The OHC practitioners are trained to respect my comfort level towards the treatment. Tara never wanted me to take “try and error” approach for a new supplement knowing that I had so many horrible “error” experiences in the past. And they encourage me to respect my comfort level as well, which I should have done much more. One of the psychology techniques, for example, gave me such a strong resistance that my body shivered every time I tried it. But I kept practicing it and the reaction grew worse. In retrospect, I should have told Jo how uncomfortable the technique made me feel and most likely she would have helped me modify it or picked something different out of the million tools she seemed to keep up her sleeve. It would have made my recovery much smoother.
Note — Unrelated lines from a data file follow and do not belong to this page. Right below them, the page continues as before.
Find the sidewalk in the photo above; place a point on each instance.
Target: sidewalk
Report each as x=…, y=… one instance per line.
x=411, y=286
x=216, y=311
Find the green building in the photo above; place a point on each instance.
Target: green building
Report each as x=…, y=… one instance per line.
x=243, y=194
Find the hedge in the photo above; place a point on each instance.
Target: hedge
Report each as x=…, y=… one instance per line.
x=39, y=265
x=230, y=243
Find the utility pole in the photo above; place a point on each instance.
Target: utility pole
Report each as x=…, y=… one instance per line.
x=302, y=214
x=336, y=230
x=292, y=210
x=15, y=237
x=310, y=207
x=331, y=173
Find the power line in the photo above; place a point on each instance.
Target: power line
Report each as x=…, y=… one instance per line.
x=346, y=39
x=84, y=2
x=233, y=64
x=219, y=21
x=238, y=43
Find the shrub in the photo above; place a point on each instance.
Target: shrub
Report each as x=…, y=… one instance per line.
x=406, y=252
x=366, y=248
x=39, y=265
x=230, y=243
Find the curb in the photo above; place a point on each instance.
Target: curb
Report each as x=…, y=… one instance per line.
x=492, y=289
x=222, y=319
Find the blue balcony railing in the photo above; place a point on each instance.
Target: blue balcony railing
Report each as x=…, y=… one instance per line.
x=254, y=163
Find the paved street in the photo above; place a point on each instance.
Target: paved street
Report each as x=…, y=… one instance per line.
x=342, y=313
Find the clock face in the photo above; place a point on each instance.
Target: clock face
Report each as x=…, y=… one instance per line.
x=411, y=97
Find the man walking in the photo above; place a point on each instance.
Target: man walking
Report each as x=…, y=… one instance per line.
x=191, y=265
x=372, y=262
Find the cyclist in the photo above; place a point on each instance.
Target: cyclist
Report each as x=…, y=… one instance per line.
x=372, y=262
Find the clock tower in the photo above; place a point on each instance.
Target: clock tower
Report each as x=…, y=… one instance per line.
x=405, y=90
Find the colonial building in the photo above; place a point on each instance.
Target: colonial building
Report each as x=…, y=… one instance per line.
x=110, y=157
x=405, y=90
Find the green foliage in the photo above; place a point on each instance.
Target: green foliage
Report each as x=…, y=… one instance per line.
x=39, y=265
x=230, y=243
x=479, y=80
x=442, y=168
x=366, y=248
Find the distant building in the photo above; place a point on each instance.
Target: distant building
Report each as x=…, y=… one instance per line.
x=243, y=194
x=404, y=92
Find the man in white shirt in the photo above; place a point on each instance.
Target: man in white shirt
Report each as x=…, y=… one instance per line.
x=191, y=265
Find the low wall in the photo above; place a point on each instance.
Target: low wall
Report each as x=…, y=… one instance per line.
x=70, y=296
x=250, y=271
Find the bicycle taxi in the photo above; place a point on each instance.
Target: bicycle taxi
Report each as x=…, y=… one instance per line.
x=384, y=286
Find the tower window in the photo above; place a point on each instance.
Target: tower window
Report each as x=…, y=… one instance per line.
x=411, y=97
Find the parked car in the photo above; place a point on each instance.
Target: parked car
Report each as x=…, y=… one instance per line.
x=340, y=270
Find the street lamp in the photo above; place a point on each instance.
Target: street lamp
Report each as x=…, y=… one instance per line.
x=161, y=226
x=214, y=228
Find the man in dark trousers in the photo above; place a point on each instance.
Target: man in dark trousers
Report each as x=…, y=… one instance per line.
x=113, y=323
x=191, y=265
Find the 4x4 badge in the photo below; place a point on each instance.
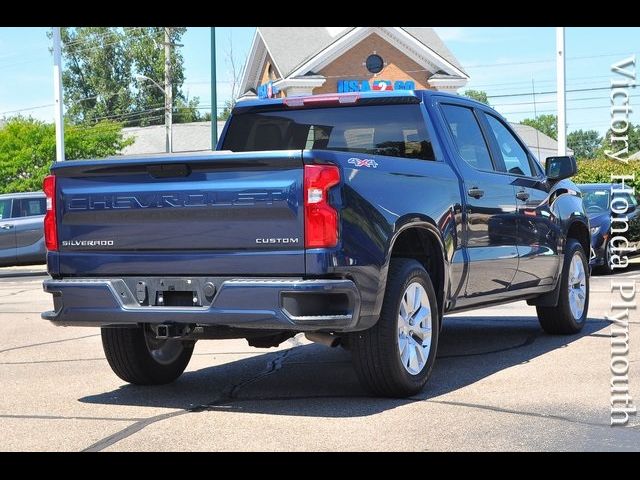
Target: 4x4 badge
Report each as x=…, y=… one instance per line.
x=363, y=162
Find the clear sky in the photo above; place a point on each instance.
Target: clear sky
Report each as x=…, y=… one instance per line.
x=504, y=62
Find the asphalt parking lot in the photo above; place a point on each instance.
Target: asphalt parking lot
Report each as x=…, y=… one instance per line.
x=499, y=384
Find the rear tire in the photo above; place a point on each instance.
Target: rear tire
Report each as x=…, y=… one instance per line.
x=395, y=357
x=137, y=357
x=570, y=315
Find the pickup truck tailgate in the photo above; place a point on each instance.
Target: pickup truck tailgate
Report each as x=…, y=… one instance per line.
x=217, y=213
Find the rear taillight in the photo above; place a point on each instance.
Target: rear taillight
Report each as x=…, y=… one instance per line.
x=50, y=227
x=320, y=218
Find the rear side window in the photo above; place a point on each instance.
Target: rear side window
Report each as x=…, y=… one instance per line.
x=393, y=130
x=5, y=209
x=468, y=136
x=29, y=207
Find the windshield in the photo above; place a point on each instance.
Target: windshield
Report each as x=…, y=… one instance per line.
x=393, y=130
x=595, y=200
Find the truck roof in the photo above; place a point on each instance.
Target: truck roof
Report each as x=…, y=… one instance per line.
x=418, y=94
x=21, y=195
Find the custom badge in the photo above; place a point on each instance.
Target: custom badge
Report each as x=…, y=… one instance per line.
x=363, y=162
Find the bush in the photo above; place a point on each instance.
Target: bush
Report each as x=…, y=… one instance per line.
x=28, y=148
x=600, y=171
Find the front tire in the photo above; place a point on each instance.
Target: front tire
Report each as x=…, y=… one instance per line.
x=395, y=357
x=606, y=269
x=137, y=357
x=570, y=315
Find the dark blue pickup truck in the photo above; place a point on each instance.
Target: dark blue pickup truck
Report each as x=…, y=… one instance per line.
x=358, y=219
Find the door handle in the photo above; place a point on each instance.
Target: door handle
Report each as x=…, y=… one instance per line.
x=475, y=192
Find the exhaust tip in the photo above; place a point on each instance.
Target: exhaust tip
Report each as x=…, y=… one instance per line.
x=323, y=338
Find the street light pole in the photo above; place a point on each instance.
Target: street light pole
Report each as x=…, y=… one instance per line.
x=561, y=95
x=168, y=91
x=57, y=93
x=214, y=101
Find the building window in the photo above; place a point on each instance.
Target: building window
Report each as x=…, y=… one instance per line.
x=375, y=64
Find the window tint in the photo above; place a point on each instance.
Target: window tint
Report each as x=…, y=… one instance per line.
x=5, y=209
x=630, y=199
x=515, y=157
x=29, y=207
x=468, y=136
x=394, y=130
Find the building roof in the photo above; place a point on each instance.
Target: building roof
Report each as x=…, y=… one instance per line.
x=291, y=48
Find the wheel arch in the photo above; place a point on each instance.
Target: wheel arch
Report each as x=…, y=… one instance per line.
x=418, y=237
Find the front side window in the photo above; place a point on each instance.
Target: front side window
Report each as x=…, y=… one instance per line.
x=392, y=130
x=30, y=207
x=468, y=137
x=516, y=159
x=5, y=209
x=595, y=201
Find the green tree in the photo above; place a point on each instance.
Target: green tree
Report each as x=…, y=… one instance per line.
x=100, y=69
x=28, y=146
x=584, y=143
x=547, y=124
x=478, y=95
x=633, y=138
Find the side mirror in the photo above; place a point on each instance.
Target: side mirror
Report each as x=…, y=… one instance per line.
x=557, y=168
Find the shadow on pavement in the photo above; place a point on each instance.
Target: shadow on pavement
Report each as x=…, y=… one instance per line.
x=313, y=380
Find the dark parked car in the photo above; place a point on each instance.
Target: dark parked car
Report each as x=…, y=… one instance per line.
x=21, y=229
x=597, y=198
x=358, y=218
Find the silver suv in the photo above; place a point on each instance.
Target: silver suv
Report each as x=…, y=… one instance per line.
x=22, y=228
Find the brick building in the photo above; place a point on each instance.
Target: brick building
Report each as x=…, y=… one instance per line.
x=286, y=61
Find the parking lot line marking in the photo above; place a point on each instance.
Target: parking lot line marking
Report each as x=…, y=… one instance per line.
x=48, y=343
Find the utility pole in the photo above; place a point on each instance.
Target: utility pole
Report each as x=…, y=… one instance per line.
x=561, y=95
x=168, y=91
x=214, y=100
x=57, y=93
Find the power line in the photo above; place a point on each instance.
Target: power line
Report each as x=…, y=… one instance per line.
x=554, y=91
x=26, y=109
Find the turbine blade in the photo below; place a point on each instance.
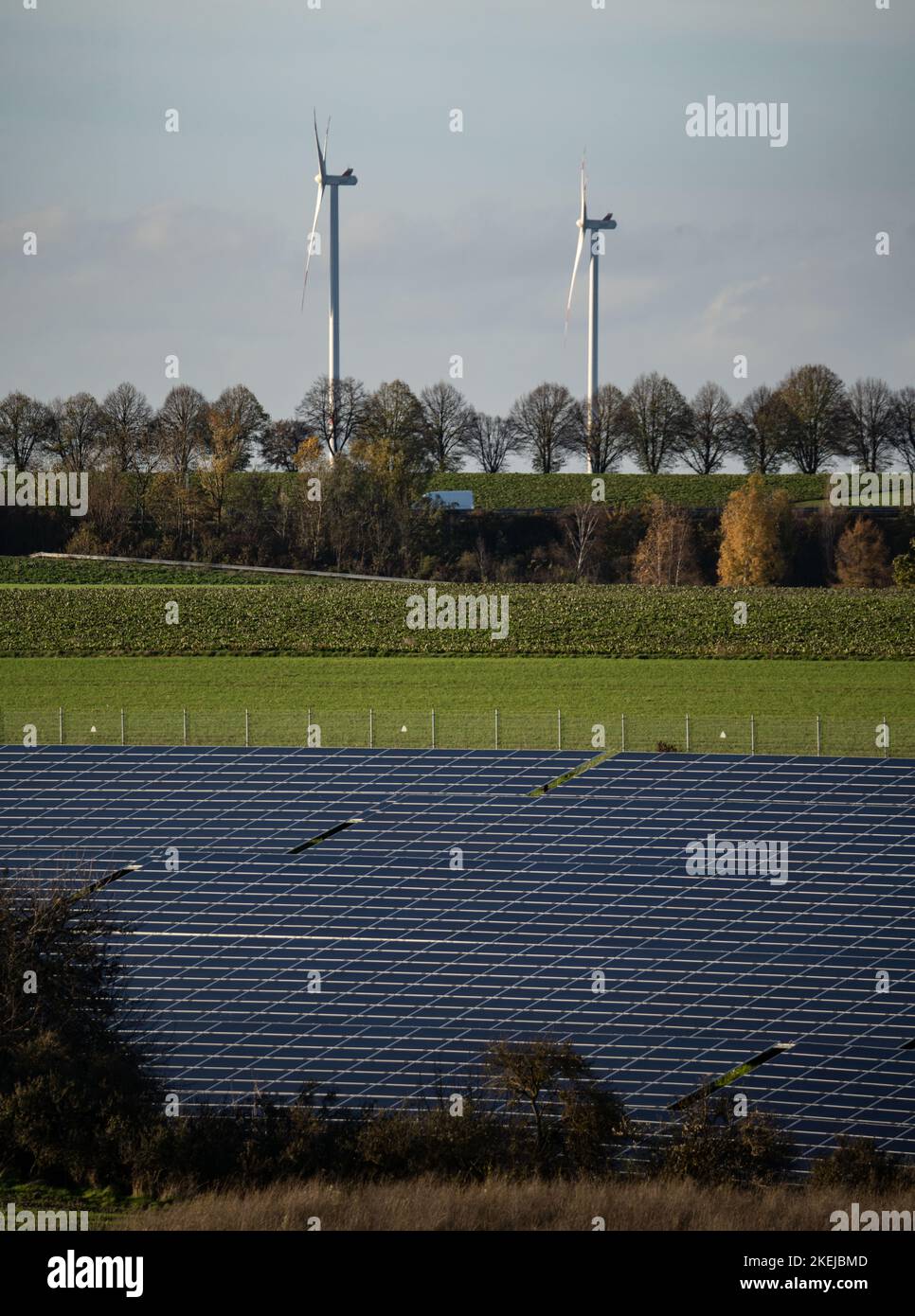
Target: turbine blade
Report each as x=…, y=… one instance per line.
x=574, y=272
x=317, y=206
x=321, y=152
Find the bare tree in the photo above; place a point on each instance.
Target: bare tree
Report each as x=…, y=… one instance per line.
x=546, y=422
x=657, y=420
x=242, y=422
x=26, y=427
x=490, y=439
x=760, y=434
x=333, y=418
x=127, y=418
x=606, y=439
x=711, y=437
x=77, y=437
x=870, y=424
x=182, y=431
x=817, y=416
x=394, y=418
x=904, y=425
x=445, y=420
x=580, y=526
x=235, y=422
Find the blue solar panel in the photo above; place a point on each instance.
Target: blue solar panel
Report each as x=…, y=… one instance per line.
x=422, y=962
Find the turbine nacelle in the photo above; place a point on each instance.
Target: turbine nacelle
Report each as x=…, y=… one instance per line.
x=586, y=225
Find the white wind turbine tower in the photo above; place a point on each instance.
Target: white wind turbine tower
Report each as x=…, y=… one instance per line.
x=332, y=182
x=595, y=248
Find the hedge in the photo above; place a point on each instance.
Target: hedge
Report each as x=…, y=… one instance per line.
x=368, y=618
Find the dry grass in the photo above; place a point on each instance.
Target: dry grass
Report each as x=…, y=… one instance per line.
x=499, y=1204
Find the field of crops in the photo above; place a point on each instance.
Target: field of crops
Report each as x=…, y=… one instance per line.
x=19, y=570
x=522, y=489
x=370, y=618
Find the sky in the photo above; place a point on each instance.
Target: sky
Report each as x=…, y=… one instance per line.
x=191, y=243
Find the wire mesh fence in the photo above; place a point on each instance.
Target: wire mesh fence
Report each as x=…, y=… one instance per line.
x=432, y=728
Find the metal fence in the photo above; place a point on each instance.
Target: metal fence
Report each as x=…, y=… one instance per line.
x=493, y=728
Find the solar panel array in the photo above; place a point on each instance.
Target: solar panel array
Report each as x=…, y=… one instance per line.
x=455, y=908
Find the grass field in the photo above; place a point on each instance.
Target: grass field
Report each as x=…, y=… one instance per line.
x=499, y=1204
x=654, y=694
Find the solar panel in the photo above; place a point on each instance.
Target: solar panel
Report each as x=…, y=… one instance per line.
x=458, y=908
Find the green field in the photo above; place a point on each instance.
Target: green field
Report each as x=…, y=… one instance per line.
x=655, y=695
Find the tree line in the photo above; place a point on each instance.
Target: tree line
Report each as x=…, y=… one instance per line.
x=809, y=418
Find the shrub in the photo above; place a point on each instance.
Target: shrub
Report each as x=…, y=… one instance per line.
x=711, y=1145
x=857, y=1164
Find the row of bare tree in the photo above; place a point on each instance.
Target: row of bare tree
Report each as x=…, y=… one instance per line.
x=809, y=420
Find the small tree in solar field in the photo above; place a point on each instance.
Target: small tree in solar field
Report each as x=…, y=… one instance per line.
x=74, y=1090
x=574, y=1121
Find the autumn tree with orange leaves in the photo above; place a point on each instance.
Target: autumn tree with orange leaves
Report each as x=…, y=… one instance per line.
x=753, y=525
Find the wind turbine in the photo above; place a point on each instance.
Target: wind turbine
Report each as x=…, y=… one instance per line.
x=333, y=182
x=595, y=248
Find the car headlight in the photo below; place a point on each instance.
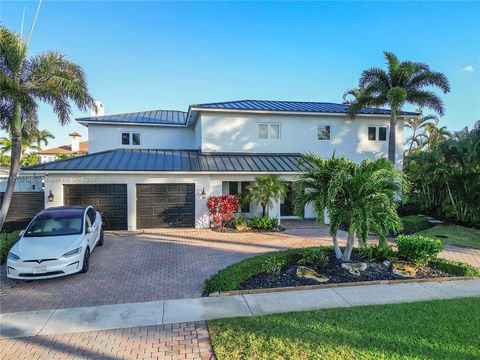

One year passed with severe fatigue and no further physical changes. Although I had learned so many psychology techniques by then (Nutrition side went slow because of my ever-stubborn sensitivities) my body never seemed to respond and I became more and more frustrated. So I did the only thing I knew at the time: I worked harder. I made a flashcard for each technique that I had learned from Jo and memorized it. I made a flow chart of the actions I should take for each circumstance. I made lists, tables, visual aids … then I practiced, practiced, practiced.
From there, my recovery progressed steadily. Around the same time Tara introduced me to an outside practitioner –collaboration with other specialists is another thing that impressed me about OHC– who worked with food sensitivities. With the said practitioner’s help my sensitivities also began to diminish.
It’s now July, 2015, two and a half years after I started OHC, and I consider myself recovered. I feel well all day long doing whatever I want to do. My sensitivities and allergies are also much milder. I now eat some “regular” foods on a daily basis. Although there are things that I’m still sensitive to, I know I can always get away with them in the first round. So an occasional piece of bread is no problem. Sleeping on the floor remains but it became a second nature. And my hair still in buzz cut? I’m just waiting for it to catch on.
I moved to Salzburg, Austria three months ago starting a new expat life. As soon as I get my muscles into decent shape I’ll go on a savanna expedition for Kangaroo watching… What? Wrong country? Then I’ll have to settle for skiing on an Alpine slope. Bummer.